The somber black and white cover could have been a knowing allusion to Meet the Beatles!
, but it's really a signal that Van Halen
is playing it for keeps on OU812
, their second record with Sammy Hagar. Indeed, the striking thing about OU812
is that all its humor is distilled into a silly punny title, because even the party tunes here -- and there are many -- are performed with a dogged, determined vibe. When David Lee Roth
fronted the band, almost everything that Van Halen did seemed easy -- as big, boisterous, and raucous as an actual party -- but Van Hagar makes good times seem like tough work here. Apart from a few cuts -- the countryish hook on "Finish What Ya Started," the slow, bluesy strut "Black and Blue" -- the riffs are complicated, not catchy, the rhythms plod, they don't rock, and Sammy strains to inject some good times by singing too hard. It gives OU812
a bit of a dour feel, not entirely dissimilar to Fair Warning
, but unlike that early unheralded gem, this isn't a descent into darkness; it's merely a very inward rock record, as Eddie Van Halen
pushes the band toward interesting musical territory.
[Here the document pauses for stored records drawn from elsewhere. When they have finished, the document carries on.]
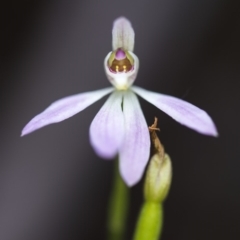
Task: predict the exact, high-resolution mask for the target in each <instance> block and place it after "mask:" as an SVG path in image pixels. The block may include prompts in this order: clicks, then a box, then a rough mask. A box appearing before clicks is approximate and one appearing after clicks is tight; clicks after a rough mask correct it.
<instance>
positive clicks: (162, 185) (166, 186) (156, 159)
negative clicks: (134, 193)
mask: <svg viewBox="0 0 240 240" xmlns="http://www.w3.org/2000/svg"><path fill="white" fill-rule="evenodd" d="M171 180H172V164H171V159H170V157H169V156H168V155H167V154H164V155H163V156H162V155H161V154H159V153H156V154H155V155H153V157H152V158H151V159H150V163H149V166H148V169H147V173H146V179H145V186H144V195H145V199H146V200H147V201H150V202H158V203H161V202H163V201H164V199H165V198H166V196H167V194H168V191H169V188H170V184H171Z"/></svg>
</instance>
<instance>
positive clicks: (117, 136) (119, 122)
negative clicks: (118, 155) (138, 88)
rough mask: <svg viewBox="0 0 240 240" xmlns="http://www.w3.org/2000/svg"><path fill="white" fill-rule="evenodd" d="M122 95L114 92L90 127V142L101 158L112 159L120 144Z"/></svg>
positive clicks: (120, 144)
mask: <svg viewBox="0 0 240 240" xmlns="http://www.w3.org/2000/svg"><path fill="white" fill-rule="evenodd" d="M122 95H123V93H122V92H119V91H116V92H114V93H112V95H111V96H110V97H109V98H108V100H107V101H106V103H105V104H104V105H103V106H102V108H101V109H100V111H99V112H98V113H97V115H96V116H95V118H94V119H93V121H92V123H91V126H90V141H91V144H92V146H93V148H94V149H95V151H96V153H97V154H98V155H99V156H101V157H103V158H108V159H109V158H113V157H114V156H115V155H116V154H117V152H118V150H119V147H120V145H121V144H122V140H123V136H124V118H123V112H122V107H121V104H122V97H123V96H122Z"/></svg>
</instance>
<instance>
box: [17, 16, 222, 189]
mask: <svg viewBox="0 0 240 240" xmlns="http://www.w3.org/2000/svg"><path fill="white" fill-rule="evenodd" d="M112 37H113V38H112V48H113V49H112V51H111V52H110V53H108V55H107V56H106V58H105V60H104V68H105V71H106V75H107V78H108V79H109V81H110V83H111V84H112V85H113V87H109V88H104V89H101V90H96V91H92V92H85V93H80V94H76V95H72V96H69V97H65V98H63V99H60V100H58V101H56V102H54V103H52V104H51V105H50V106H49V107H48V108H47V109H46V110H44V111H43V112H42V113H40V114H38V115H37V116H35V117H34V118H33V119H32V120H31V121H30V122H29V123H28V124H27V125H26V126H25V127H24V129H23V130H22V136H23V135H26V134H29V133H31V132H33V131H35V130H37V129H39V128H42V127H44V126H46V125H49V124H51V123H56V122H61V121H63V120H65V119H67V118H69V117H72V116H73V115H75V114H77V113H78V112H80V111H82V110H84V109H85V108H87V107H88V106H90V105H91V104H93V103H94V102H96V101H98V100H99V99H101V98H102V97H104V96H105V95H107V94H109V93H111V95H110V97H109V98H108V99H107V101H106V102H105V104H104V105H103V106H102V108H101V109H100V110H99V112H98V113H97V115H96V116H95V118H94V119H93V121H92V123H91V126H90V142H91V145H92V147H93V148H94V150H95V152H96V153H97V155H99V156H100V157H102V158H105V159H112V158H113V157H114V156H116V155H117V154H119V167H120V174H121V176H122V178H123V180H124V181H125V183H126V184H127V185H128V186H132V185H134V184H136V183H137V182H138V181H139V180H140V179H141V177H142V175H143V172H144V169H145V167H146V165H147V162H148V159H149V154H150V137H149V131H148V127H147V123H146V120H145V118H144V115H143V112H142V110H141V107H140V104H139V101H138V98H137V97H136V94H138V95H139V96H140V97H142V98H143V99H145V100H146V101H148V102H149V103H151V104H153V105H154V106H156V107H157V108H159V109H161V110H162V111H164V112H165V113H167V114H168V115H169V116H171V117H172V118H173V119H175V120H176V121H177V122H179V123H181V124H183V125H185V126H187V127H189V128H191V129H193V130H195V131H197V132H199V133H201V134H205V135H211V136H217V135H218V133H217V130H216V127H215V125H214V123H213V121H212V119H211V118H210V117H209V115H208V114H207V113H206V112H205V111H203V110H201V109H200V108H198V107H196V106H194V105H192V104H190V103H188V102H185V101H183V100H181V99H178V98H175V97H171V96H168V95H163V94H160V93H155V92H151V91H148V90H145V89H143V88H140V87H136V86H132V84H133V82H134V81H135V79H136V76H137V72H138V68H139V60H138V57H137V56H136V55H135V54H134V53H133V48H134V31H133V28H132V26H131V23H130V22H129V21H128V20H127V19H126V18H124V17H121V18H118V19H116V20H115V21H114V23H113V30H112Z"/></svg>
Often, this takes the form of jazzy chord changes or harmonies -- most evidently on the sleek opener, "Mine All Mine," but also on the otherwise metallic boogie "Source of Infection" -- but there's also "Cabo Wabo," the longest jam they've laid down on record to date, and a cover of Little Feat
's "A Apolitical Blues" (which could have been a salute to producer Ted Templeman
's early glories as much as a chance to do some down-n-dirty blues rock). Of course, there's also a pair of power ballads here, both poppier than the ones on 5150
-- "When It's Love" is pure balladry, "Feels So Good" rides along on a gurgling synth -- but really, they're red herrings on a record that's the hardest, darkest rock Van Halen has made since Fair Warning
. And if it isn't as good as that record (even if it's nearly not as much fun), it's nevertheless the best showcase of the instrumental abilities of Van Hagar.